Şanlıurfalı çiftçiler: ‘Bizi DEDAŞ’a köle etmeyin’
Bölge çiftçisi, DEDAŞ sorununa çözüm arıyor. Şanlıurfa’nın Akçakale ilçesine bağlı Pekmezli köyü çiftçileri de Ağustos ayı içinde elektrik kesintilerine ve yüksek faturalara karşı DEDAŞ’ı protesto eylemleri yapmışlardı. Aydınlık’a konuşan Pekmezli köylüleri, kesintiler nedeniyle ürünlerinin kurumaya başladığını faturaların ise ancak tarla satarak ödenebileceğine dikkat çekiyor. Desteklemelere el konulması ve fatura yerine elle doldurulan bir kâğıt parçasının veriliyor olması da çiftçiyi çileden çıkartıyor. GAP’ta sulama maliyeti dönüm başı 70 lira iken sondaj suyu kullananlarda bu rakam, DEDAŞ faturası üzerinden bin liraya geliyor. Bu rakam GAP’ın biran önce bitirilmesi gerektiğini gösteriyor.

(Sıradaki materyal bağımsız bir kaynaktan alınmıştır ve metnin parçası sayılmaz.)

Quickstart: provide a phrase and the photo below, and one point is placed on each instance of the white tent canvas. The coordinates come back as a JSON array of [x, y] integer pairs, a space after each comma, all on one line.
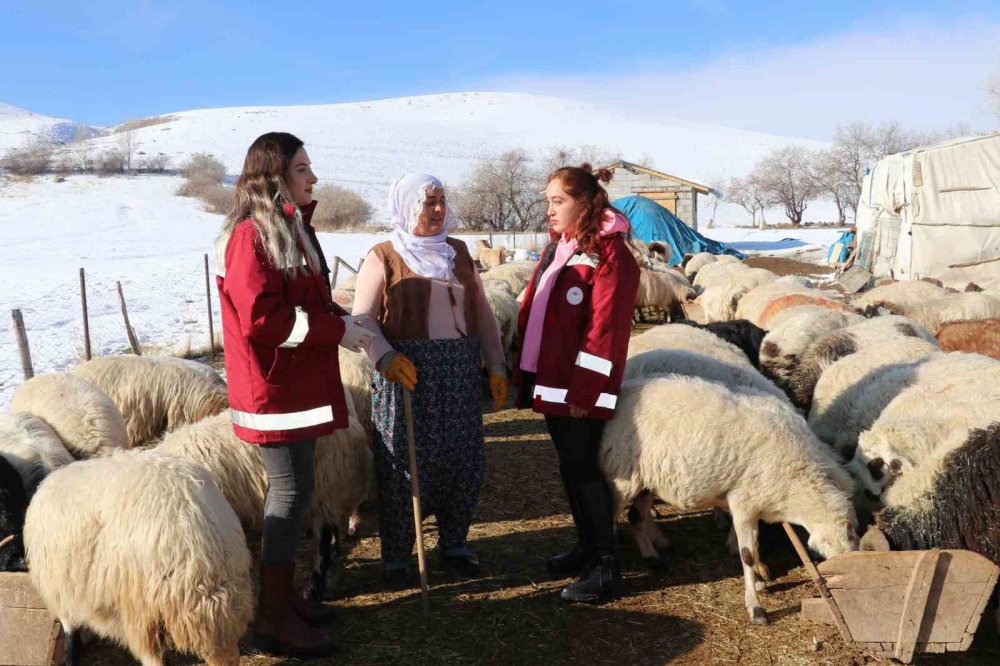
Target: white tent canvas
[[929, 210]]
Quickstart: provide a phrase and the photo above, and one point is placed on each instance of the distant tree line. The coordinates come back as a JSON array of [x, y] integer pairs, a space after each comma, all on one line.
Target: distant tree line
[[791, 177]]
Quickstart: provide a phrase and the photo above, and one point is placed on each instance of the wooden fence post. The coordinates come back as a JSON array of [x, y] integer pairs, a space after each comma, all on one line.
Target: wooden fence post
[[86, 315], [22, 344], [128, 327], [208, 298]]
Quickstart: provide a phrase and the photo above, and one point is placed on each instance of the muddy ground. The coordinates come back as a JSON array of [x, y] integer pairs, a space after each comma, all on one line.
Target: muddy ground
[[691, 613]]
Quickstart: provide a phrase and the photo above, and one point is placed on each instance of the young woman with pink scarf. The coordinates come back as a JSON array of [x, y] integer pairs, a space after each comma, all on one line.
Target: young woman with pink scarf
[[574, 326]]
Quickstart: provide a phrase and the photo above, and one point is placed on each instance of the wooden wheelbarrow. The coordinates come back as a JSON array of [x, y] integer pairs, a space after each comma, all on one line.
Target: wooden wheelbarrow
[[897, 604]]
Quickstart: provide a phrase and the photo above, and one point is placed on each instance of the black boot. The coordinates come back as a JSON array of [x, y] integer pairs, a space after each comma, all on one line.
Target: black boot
[[572, 561], [600, 581], [598, 585]]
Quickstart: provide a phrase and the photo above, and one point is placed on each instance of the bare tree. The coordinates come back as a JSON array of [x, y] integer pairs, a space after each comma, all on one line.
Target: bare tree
[[751, 194], [783, 174], [128, 145], [596, 156], [993, 90], [823, 169], [503, 193]]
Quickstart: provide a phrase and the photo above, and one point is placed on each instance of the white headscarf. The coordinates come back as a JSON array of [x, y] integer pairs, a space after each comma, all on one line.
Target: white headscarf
[[427, 256]]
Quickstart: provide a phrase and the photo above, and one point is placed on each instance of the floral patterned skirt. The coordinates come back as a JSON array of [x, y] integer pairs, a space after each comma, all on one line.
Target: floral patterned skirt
[[448, 430]]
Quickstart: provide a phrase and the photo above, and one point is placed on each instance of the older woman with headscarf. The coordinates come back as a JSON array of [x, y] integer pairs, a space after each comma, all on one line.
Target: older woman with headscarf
[[423, 290]]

Aydınlık gazetesi olarak Pekmezli köyüne gittik. Bize sorunlarını anlatmak isteyen köylüler, herkese haber vererek belirli bir yerde toplanmak için hazırlık yapmış. Büyüktaş Jandarma Karakolu’nun ‘yine eylem mi yapacaksınız?’ diye çiftçileri yanımızda sorgulamaya kalkması günün en ilginç olayıydı. Biz de Pekmezli köyünde buluşma yerine gelebilen çiftçilere mikrofon tuttuk.

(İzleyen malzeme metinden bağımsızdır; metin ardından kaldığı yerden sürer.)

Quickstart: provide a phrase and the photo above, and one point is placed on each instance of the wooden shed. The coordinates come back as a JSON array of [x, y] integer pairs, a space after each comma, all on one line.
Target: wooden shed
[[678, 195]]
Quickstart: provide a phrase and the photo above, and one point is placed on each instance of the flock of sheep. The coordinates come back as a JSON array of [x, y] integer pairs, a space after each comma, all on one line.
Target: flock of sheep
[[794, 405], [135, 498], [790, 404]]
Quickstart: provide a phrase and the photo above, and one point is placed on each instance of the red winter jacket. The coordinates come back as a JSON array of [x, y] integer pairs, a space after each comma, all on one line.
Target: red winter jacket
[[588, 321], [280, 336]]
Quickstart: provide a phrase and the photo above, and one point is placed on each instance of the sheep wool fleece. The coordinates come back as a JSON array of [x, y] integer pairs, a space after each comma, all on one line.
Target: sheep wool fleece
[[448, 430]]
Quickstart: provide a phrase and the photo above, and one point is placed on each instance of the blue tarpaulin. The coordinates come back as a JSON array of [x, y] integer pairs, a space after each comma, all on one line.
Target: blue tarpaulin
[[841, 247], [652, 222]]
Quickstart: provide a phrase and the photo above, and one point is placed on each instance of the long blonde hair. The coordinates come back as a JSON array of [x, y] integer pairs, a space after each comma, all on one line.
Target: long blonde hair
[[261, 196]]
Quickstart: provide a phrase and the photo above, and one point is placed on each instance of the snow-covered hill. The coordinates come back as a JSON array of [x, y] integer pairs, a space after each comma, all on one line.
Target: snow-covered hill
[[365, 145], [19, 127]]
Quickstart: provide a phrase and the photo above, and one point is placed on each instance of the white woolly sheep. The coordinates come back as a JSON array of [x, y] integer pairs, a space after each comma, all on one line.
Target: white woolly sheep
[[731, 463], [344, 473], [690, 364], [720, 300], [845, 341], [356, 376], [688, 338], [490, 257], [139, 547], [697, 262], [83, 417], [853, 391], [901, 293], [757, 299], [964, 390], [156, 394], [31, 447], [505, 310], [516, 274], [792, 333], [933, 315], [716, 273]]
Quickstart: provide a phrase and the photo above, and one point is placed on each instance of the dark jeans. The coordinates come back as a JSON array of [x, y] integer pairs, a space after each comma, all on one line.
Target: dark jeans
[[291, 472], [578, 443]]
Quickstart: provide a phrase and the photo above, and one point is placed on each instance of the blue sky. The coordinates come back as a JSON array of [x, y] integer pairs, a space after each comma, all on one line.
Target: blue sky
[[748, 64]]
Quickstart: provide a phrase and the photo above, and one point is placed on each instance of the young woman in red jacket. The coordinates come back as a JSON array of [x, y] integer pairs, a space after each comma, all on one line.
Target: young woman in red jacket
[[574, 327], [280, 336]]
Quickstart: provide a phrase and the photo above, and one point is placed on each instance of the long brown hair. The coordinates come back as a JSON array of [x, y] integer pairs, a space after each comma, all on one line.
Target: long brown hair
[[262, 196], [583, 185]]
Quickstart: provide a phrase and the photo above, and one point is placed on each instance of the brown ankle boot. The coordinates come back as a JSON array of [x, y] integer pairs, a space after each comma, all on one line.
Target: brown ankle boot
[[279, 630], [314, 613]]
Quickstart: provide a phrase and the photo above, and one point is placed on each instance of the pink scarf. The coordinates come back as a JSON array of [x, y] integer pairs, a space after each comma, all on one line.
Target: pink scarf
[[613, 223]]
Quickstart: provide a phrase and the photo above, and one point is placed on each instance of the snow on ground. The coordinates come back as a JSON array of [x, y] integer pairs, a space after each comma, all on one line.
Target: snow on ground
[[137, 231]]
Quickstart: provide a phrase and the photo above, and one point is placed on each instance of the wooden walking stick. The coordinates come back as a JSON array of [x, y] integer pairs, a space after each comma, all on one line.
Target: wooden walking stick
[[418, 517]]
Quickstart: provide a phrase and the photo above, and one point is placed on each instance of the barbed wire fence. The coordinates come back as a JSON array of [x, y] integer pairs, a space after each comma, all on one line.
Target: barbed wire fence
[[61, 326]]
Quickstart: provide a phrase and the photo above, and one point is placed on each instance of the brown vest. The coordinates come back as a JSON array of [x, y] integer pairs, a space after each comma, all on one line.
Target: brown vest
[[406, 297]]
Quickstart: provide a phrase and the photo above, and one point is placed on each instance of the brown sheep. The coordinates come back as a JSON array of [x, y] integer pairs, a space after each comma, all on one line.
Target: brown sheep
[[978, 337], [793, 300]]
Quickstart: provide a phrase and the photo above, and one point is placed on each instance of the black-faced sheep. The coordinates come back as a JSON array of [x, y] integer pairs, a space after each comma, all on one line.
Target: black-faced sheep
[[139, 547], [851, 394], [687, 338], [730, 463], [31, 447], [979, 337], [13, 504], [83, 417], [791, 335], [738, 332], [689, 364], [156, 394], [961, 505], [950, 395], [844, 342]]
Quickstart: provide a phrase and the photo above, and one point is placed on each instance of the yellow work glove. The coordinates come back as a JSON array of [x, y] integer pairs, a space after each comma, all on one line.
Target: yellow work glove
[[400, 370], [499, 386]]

“DEDAŞ’a gidiyoruz, borcumuzu soruyoruz, bize fatura diye tükenmez kalemle yazılmış beyaz bir kâğıt veriyorlar. Bu kâğıtlarda hiçbir bilgi yok, inandırıcılığı da yok” diye söze başlayan çiftçi Ahmet Gedik, “DEDAŞ ürünün en çok suya ihtiyacı olduğu zamanı bekliyor, o zaman elektriği kesiyor. Ürüne 7-8 saat su vermediğiniz zaman durumu siz düşünün” diye konuştu. Gedik, “Bizi sömürüyorlar, tarlaları satsak bile DEDAŞ borcunu ödeyemiyoruz. Sulamayınca hem mahsulümüz kuruyor hem de kat kat fatura kesiliyor. Yazılan hayali cezalar silinsin, gerçek faturaları istesinler” diyerek taleplerini de sıraladı.

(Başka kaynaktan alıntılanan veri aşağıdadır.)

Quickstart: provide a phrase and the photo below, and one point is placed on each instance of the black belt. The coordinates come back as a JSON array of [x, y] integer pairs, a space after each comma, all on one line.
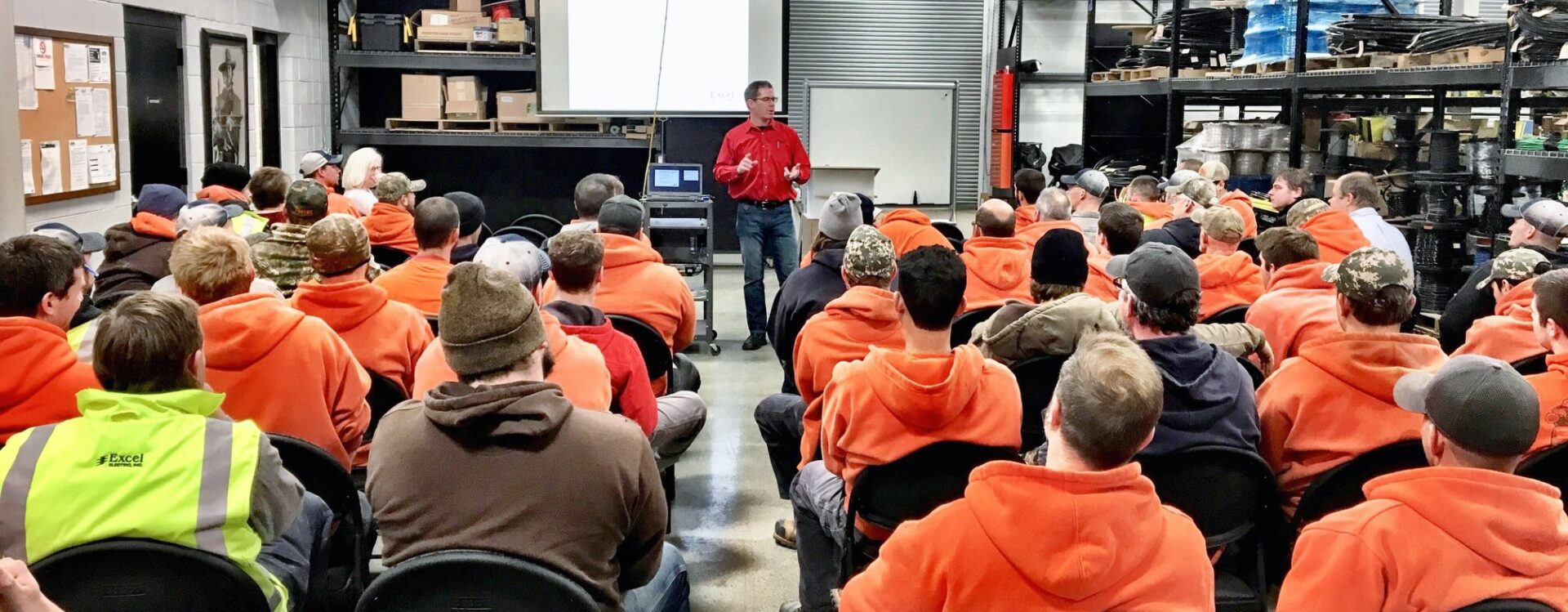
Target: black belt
[[765, 204]]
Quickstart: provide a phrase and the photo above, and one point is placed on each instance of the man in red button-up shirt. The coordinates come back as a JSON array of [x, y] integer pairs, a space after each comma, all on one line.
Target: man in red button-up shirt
[[763, 160]]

‘TARLAYI DA SATSAK BORCU ÖDEYEMEYİZ’
Ohali köyünden İsmail Türkmen ise, “Mahsulü kaldırmadan nasıl ödeme yapalım. Hasat yapsak da ödeyecek durumda değiliz, ürünü satsak da DEDAŞ’ın borcuna yetmiyor. Tarlanın yarısını satsak da bu borcu ödeyemeyiz. Yüz dönüm mısır ektim, hasadı yapınca 150-160 bin liraya ancak satarım, DEDAŞ’a 300 bin lira borcum var. Nasıl ödeyeyim?” diye konuştu.
Yüksek faturalara dikkat çeken Mehmet Aydoğdu da, “Ben 100 dönüm arazime ilk ürün olarak buğday ektim, ikinci ürün mısır ektim. Elektrik borcumun 220 bin lira olduğunu söylediler. ‘Bir kısmını taksit yapalım yardımcı olun’ dedim yapmadılar. Yıllardır bitirilemeyen GAP’ı bitirsinler, bizi DEDAŞ’a köle etmesinler. Faturaların altından kalkamıyoruz” dedi.
‘PRİMLERİMİZİ ALAMIYORUZ’
İsmail Filiz ise, “Destekleme primlerimiz Ziraat Bankası’na yatırılıyor. İnternet bankacılığı üzerinden baktım desteklememi göremedim. Bankaya gidip sordum, ‘bloke var göremiyoruz’ dediler. Destekleme ne kadar onu da bilmiyoruz. Nereden çekilmiş, nasıl çekilmiş kim çekmiş görünmüyor” dedi. DEDAŞ’ın borçluyu borçsuzu ayırmadığını belirten İsmail Filiz, borçlu olmayanın elektriğini keserek hukuksuzluk yaptığını anlattı.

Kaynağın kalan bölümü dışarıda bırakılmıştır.